Let’s believe this Christmas, and let’s get close, so that His joy overflows through us to a world that needs to see God’s smile.

Posted in Luke

Mary’s Faith

“Blessed is she who believed that there would be a fulfillment of what had been spoken to her by the Lord.” Luke 1:4

When Elizabeth gives this greeting to Mary I think she is contrasting Mary’s faith in the word of the Lord, to her husband’s unbelief. Before we look at the example of Mary’s faith, I want to look at why sometimes it’s hard to believe.  Zacharias asked this question to the angel who appeared to him and said he and his wife were going to have a baby: “How will I know this for certain? For I am an old man and my wife is advanced in years.” (Luke 1:18) This question led to this response from the angel: “You shall be unable to speak until the day when these things take place, because you did not believe my words, which will be fulfilled in their proper time.” (Luke 1:20)

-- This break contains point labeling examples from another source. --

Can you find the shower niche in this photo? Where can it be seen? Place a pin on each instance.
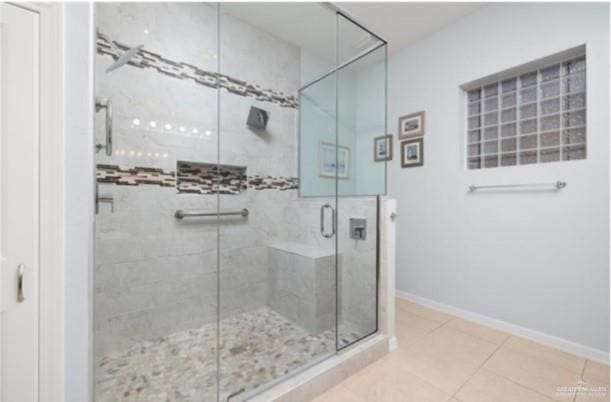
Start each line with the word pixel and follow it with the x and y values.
pixel 220 304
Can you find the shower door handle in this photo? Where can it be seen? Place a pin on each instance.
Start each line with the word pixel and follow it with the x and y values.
pixel 103 103
pixel 322 221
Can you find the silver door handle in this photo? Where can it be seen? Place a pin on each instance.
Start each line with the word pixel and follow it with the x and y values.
pixel 103 103
pixel 20 273
pixel 322 221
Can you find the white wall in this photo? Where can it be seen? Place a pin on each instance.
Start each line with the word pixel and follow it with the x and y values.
pixel 536 260
pixel 79 196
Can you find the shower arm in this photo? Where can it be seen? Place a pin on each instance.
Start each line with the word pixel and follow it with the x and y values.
pixel 103 103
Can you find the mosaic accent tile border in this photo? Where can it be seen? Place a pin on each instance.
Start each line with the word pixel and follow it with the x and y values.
pixel 181 70
pixel 202 178
pixel 134 176
pixel 194 178
pixel 257 182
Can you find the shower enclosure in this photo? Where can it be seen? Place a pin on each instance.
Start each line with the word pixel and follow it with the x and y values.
pixel 237 195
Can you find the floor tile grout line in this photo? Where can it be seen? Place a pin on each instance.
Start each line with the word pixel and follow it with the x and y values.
pixel 480 367
pixel 515 382
pixel 583 372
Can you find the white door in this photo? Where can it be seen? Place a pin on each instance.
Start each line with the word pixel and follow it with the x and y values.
pixel 19 228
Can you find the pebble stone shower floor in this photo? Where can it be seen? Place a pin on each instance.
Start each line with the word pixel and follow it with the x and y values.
pixel 256 347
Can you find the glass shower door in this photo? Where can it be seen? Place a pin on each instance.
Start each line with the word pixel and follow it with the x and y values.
pixel 361 131
pixel 277 273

What was behind Zacharias’ unbelief? I think he didn’t want to become vulnerable again by believing, only to have his and his wife’s hopes for a baby go unfulfilled. The great disappointment of their marriage was that they hadn’t been able to have children. How many times had they prayed and believed God for a child? When they were young I bet their hopes were high and their anticipation was great. When it didn’t happen right away I can imagine they had the local rabbi pray for them, as well as anyone else who was close to them, yet in all their longing and all their praying, there was still no child. Every time they heard a baby cry they were reminded that they couldn’t have children. Every time someone else rejoiced over the news that they were pregnant, they were empty inside, even as they offered congratulations. It is easy when our prayers seem to go unanswered to assume they were not heard, and then in an act of self protection from disappointment, harden our hearts. 

Let’s look at Mary’s faith. She was convinced of God’s love and mercy toward her. (Luke 1:50) She believed that God’s word was true and that it would be fulfilled even if she couldn’t understand how God would do it. (Luke 1:34) She refused to believe that God only did things in the past, but was confident He was present, powerful, and active in her day, wanting to extend His mighty arm for the humble and to fill the desperate with good things from His generous heart. (Luke 1:51; 53) She also had a tender heart that was ready to believe whatever the Lord might speak to her.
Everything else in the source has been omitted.